Harrisburg, PA — Mindful of those possibilities, Hanover Shoe Farms staff members this year are sporting a new accessory to their usual orange and blue attire — helmets.

Dr. Bridgette Jablonsky, Farm Manager at Hanover, says the helmets are provided to any employee handling yearlings.

USTA/Ellen Harvey photo

Hanover Shoe Farms staff now have the option to wear a farm-provided helmet when working with young horses.

“We give them the option,” she says. “If they want to wear one, we provide it. We can’t make it mandatory, but I highly suggest it and I would say about 75 percent of our staff wear it — with yearlings, not the broodmares.

“(They wear them) when they’re showing yearlings, or walking yearlings to the exercise machine or at the farm, too. Especially the colts — when the colts get scared their first reaction is to rear and strike (stand on hind legs and kick out with their front feet). Fillies not so much, but a colt will rear and strike very quickly.
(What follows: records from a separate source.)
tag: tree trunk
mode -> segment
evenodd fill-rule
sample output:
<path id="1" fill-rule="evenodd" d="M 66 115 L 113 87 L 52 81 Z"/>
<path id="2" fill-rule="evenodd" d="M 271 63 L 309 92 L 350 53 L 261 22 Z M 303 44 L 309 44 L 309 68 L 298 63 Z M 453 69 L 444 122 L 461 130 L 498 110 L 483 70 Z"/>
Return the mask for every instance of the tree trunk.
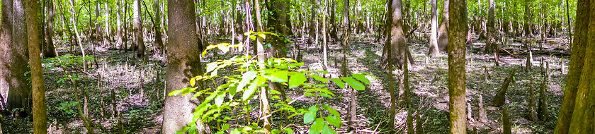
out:
<path id="1" fill-rule="evenodd" d="M 430 57 L 437 57 L 440 54 L 438 49 L 438 17 L 436 13 L 436 0 L 432 1 L 431 33 L 430 35 L 430 50 L 428 51 Z"/>
<path id="2" fill-rule="evenodd" d="M 583 1 L 579 1 L 579 4 L 583 4 Z M 586 32 L 586 35 L 592 35 L 595 34 L 595 14 L 593 13 L 593 11 L 595 10 L 595 1 L 590 1 L 590 4 L 586 4 L 586 6 L 589 7 L 590 10 L 590 13 L 586 12 L 589 16 L 589 28 L 588 32 Z M 589 7 L 590 6 L 590 7 Z M 581 8 L 582 6 L 579 6 Z M 582 8 L 577 8 L 577 11 L 583 11 Z M 580 13 L 577 12 L 577 16 Z M 582 16 L 582 15 L 581 15 Z M 577 20 L 579 21 L 580 20 Z M 577 24 L 578 25 L 582 25 L 579 24 Z M 578 33 L 577 33 L 578 35 Z M 576 42 L 584 42 L 583 40 L 579 40 L 579 37 L 577 37 Z M 582 39 L 585 39 L 585 38 L 582 38 Z M 570 122 L 570 126 L 569 128 L 569 133 L 593 133 L 595 132 L 594 130 L 594 112 L 593 109 L 595 107 L 595 80 L 593 80 L 594 76 L 595 76 L 595 37 L 589 37 L 586 39 L 586 45 L 583 49 L 585 50 L 584 54 L 584 60 L 583 61 L 583 67 L 582 74 L 580 77 L 580 81 L 579 82 L 578 85 L 578 90 L 577 91 L 577 97 L 576 97 L 576 102 L 574 105 L 574 112 L 572 114 L 572 121 Z M 575 44 L 576 45 L 576 44 Z M 574 46 L 574 45 L 573 45 Z M 577 45 L 579 46 L 579 45 Z M 572 49 L 572 51 L 579 49 Z M 571 61 L 572 62 L 572 61 Z M 570 76 L 569 76 L 570 78 Z"/>
<path id="3" fill-rule="evenodd" d="M 202 75 L 196 28 L 195 25 L 194 3 L 192 0 L 170 0 L 168 1 L 168 16 L 170 30 L 168 32 L 169 48 L 166 71 L 167 85 L 166 92 L 189 87 L 190 78 Z M 199 89 L 202 82 L 198 82 Z M 162 133 L 174 133 L 192 121 L 193 111 L 196 104 L 191 102 L 192 94 L 167 96 L 164 106 Z M 202 99 L 199 98 L 199 99 Z M 202 100 L 201 100 L 202 101 Z M 198 102 L 200 103 L 200 102 Z M 196 121 L 197 130 L 202 133 L 209 129 L 201 121 Z"/>
<path id="4" fill-rule="evenodd" d="M 153 2 L 153 11 L 155 11 L 154 25 L 153 28 L 155 30 L 155 43 L 153 45 L 155 47 L 155 54 L 159 55 L 161 51 L 163 51 L 163 39 L 161 31 L 161 12 L 159 11 L 159 0 L 155 0 Z"/>
<path id="5" fill-rule="evenodd" d="M 308 44 L 312 44 L 317 42 L 314 40 L 314 37 L 316 36 L 316 29 L 314 28 L 314 25 L 316 25 L 316 21 L 314 21 L 316 19 L 316 12 L 314 11 L 316 11 L 316 8 L 314 8 L 315 4 L 314 0 L 310 0 L 310 5 L 312 6 L 310 6 L 310 21 L 308 25 L 310 29 L 310 32 L 308 32 Z"/>
<path id="6" fill-rule="evenodd" d="M 402 68 L 403 63 L 409 61 L 412 66 L 414 63 L 413 57 L 411 56 L 411 53 L 409 50 L 409 47 L 405 41 L 405 35 L 403 32 L 402 23 L 403 20 L 401 16 L 401 1 L 394 0 L 391 4 L 392 8 L 390 12 L 392 16 L 392 26 L 389 30 L 392 33 L 390 40 L 390 49 L 392 49 L 391 52 L 391 57 L 388 57 L 387 54 L 387 49 L 389 47 L 385 47 L 382 49 L 382 65 L 386 65 L 387 60 L 392 60 L 392 63 L 396 66 L 397 68 Z M 405 54 L 407 54 L 408 59 L 405 60 Z"/>
<path id="7" fill-rule="evenodd" d="M 11 44 L 12 61 L 10 63 L 9 91 L 7 100 L 8 110 L 23 108 L 28 114 L 31 110 L 31 89 L 27 76 L 29 55 L 27 47 L 27 24 L 25 21 L 25 4 L 21 0 L 13 0 L 12 42 Z M 39 45 L 39 44 L 37 44 Z M 26 115 L 26 114 L 25 114 Z"/>
<path id="8" fill-rule="evenodd" d="M 33 133 L 41 134 L 47 133 L 47 118 L 45 108 L 45 88 L 43 86 L 43 70 L 41 68 L 41 57 L 40 56 L 39 44 L 41 42 L 40 38 L 36 37 L 41 35 L 40 27 L 38 27 L 39 5 L 37 2 L 36 0 L 27 0 L 26 8 L 27 25 L 28 25 L 27 27 L 27 35 L 29 37 L 28 47 L 30 50 L 29 57 L 30 58 L 31 87 L 33 88 Z"/>
<path id="9" fill-rule="evenodd" d="M 453 0 L 448 8 L 448 95 L 450 133 L 467 133 L 465 56 L 467 1 Z"/>
<path id="10" fill-rule="evenodd" d="M 494 0 L 489 1 L 489 9 L 488 9 L 488 15 L 487 15 L 487 40 L 486 40 L 485 44 L 485 50 L 484 51 L 486 54 L 489 53 L 496 53 L 498 50 L 497 45 L 496 44 L 496 28 L 495 27 L 495 20 L 494 16 L 494 8 L 495 5 L 494 4 Z M 494 57 L 497 58 L 497 57 Z M 498 61 L 496 61 L 497 63 Z"/>
<path id="11" fill-rule="evenodd" d="M 516 72 L 516 70 L 512 70 L 512 72 L 510 73 L 510 75 L 509 75 L 506 79 L 502 83 L 502 87 L 500 87 L 500 90 L 498 91 L 498 93 L 496 94 L 496 96 L 494 97 L 494 102 L 492 102 L 492 106 L 499 107 L 504 104 L 504 102 L 506 100 L 506 91 L 508 90 L 508 87 L 510 85 L 510 82 L 512 81 L 512 78 L 514 78 L 514 73 Z"/>
<path id="12" fill-rule="evenodd" d="M 336 39 L 336 38 L 337 38 L 337 36 L 336 36 L 336 29 L 337 29 L 337 28 L 336 28 L 336 23 L 335 23 L 336 22 L 335 0 L 331 0 L 331 11 L 330 11 L 330 12 L 331 12 L 331 16 L 329 17 L 331 18 L 330 18 L 330 22 L 329 23 L 330 25 L 329 25 L 329 26 L 330 28 L 331 38 L 333 39 L 333 40 L 334 40 L 334 39 Z"/>
<path id="13" fill-rule="evenodd" d="M 555 133 L 569 133 L 569 127 L 574 113 L 577 92 L 581 81 L 589 33 L 590 5 L 588 0 L 577 2 L 577 18 L 574 23 L 574 41 L 572 47 L 570 68 L 564 88 L 564 99 L 554 130 Z"/>
<path id="14" fill-rule="evenodd" d="M 394 0 L 387 1 L 387 5 L 391 4 L 392 3 L 392 1 Z M 389 11 L 392 11 L 392 6 L 387 6 L 387 12 L 389 12 Z M 389 29 L 392 27 L 392 23 L 389 23 L 391 20 L 392 20 L 392 16 L 390 16 L 390 14 L 387 14 L 386 19 L 385 20 L 385 27 L 386 27 L 386 29 Z M 392 35 L 391 32 L 385 32 L 385 34 L 386 34 L 387 39 L 392 38 Z M 385 47 L 389 47 L 387 49 L 387 51 L 388 51 L 387 54 L 389 54 L 387 56 L 389 57 L 390 57 L 390 54 L 392 54 L 392 49 L 390 49 L 390 40 L 387 39 L 385 42 Z M 390 89 L 390 115 L 388 116 L 388 126 L 387 126 L 387 128 L 388 129 L 393 129 L 395 128 L 395 116 L 397 114 L 397 97 L 395 95 L 395 87 L 393 87 L 395 83 L 393 79 L 395 78 L 392 75 L 392 71 L 394 70 L 392 69 L 393 66 L 392 63 L 391 62 L 392 61 L 392 60 L 388 60 L 388 88 Z"/>
<path id="15" fill-rule="evenodd" d="M 50 15 L 47 16 L 47 26 L 45 27 L 45 46 L 43 47 L 43 57 L 52 58 L 56 56 L 56 52 L 54 49 L 54 18 L 55 17 L 54 1 L 48 0 L 47 12 Z"/>
<path id="16" fill-rule="evenodd" d="M 531 28 L 530 28 L 531 25 L 529 24 L 529 21 L 530 21 L 530 19 L 531 19 L 530 17 L 531 16 L 531 8 L 529 8 L 530 7 L 529 4 L 531 4 L 531 0 L 524 0 L 524 1 L 525 1 L 525 4 L 523 4 L 523 6 L 525 6 L 525 15 L 524 15 L 524 18 L 524 18 L 524 20 L 523 20 L 524 23 L 523 25 L 523 30 L 525 32 L 525 34 L 524 34 L 525 37 L 531 37 L 533 35 L 533 34 L 531 34 Z M 578 13 L 578 12 L 577 12 L 577 13 Z"/>
<path id="17" fill-rule="evenodd" d="M 12 51 L 11 50 L 11 45 L 12 44 L 12 25 L 13 25 L 13 1 L 4 0 L 1 1 L 1 18 L 0 18 L 0 97 L 2 100 L 1 104 L 4 106 L 4 109 L 7 109 L 6 104 L 7 103 L 8 92 L 11 85 L 11 62 L 12 62 Z M 10 110 L 10 109 L 8 109 Z"/>
<path id="18" fill-rule="evenodd" d="M 132 13 L 133 19 L 135 21 L 133 30 L 135 32 L 135 44 L 138 50 L 137 53 L 137 57 L 142 57 L 144 56 L 144 39 L 143 39 L 143 28 L 142 28 L 142 14 L 141 13 L 140 0 L 135 0 L 132 6 L 134 6 L 134 13 Z"/>
<path id="19" fill-rule="evenodd" d="M 115 47 L 122 47 L 122 45 L 123 45 L 123 43 L 122 43 L 122 26 L 120 25 L 120 16 L 121 16 L 121 13 L 122 13 L 122 8 L 120 7 L 120 3 L 122 0 L 116 0 L 116 1 L 116 1 L 115 5 L 116 5 L 116 8 L 117 8 L 116 11 L 117 11 L 118 13 L 115 13 L 115 23 L 116 23 L 116 25 L 117 25 L 118 29 L 115 31 Z M 126 48 L 126 47 L 123 47 L 123 48 Z"/>
<path id="20" fill-rule="evenodd" d="M 446 52 L 448 48 L 448 0 L 443 0 L 442 4 L 442 22 L 438 30 L 438 49 Z"/>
“Even the well behaved ones, something scares them and they rear and strike. I tell them, you only have one head; you might as well protect it. We just started it with this year’s yearlings, when they came in to the fairgrounds. We’ve had some that grazed the helmets (with their hooves) and we had some (staff) that even if the horse head butts them, they say it hurts much less with the helmet on.

“I anticipate that next year, there will be some other consigners that use them. I think it will catch on.”

Tim Hayes, who helps supervise horse-handling staff at Hanover is a proponent of the change.

“It’s good. I got struck last year here (pointing to a spot on his head). I got the perfect hoof print. I was just about knocked out. You only have one head and if you handle horses long enough, you get hurt. I wear it when I’m showing or leading to the walker. We started this when we brought the first yearlings in for the Ohio sale, about 16 weeks ago. The guys in the stud barns, they wear them with a couple of the studs that have a tendency to strike.”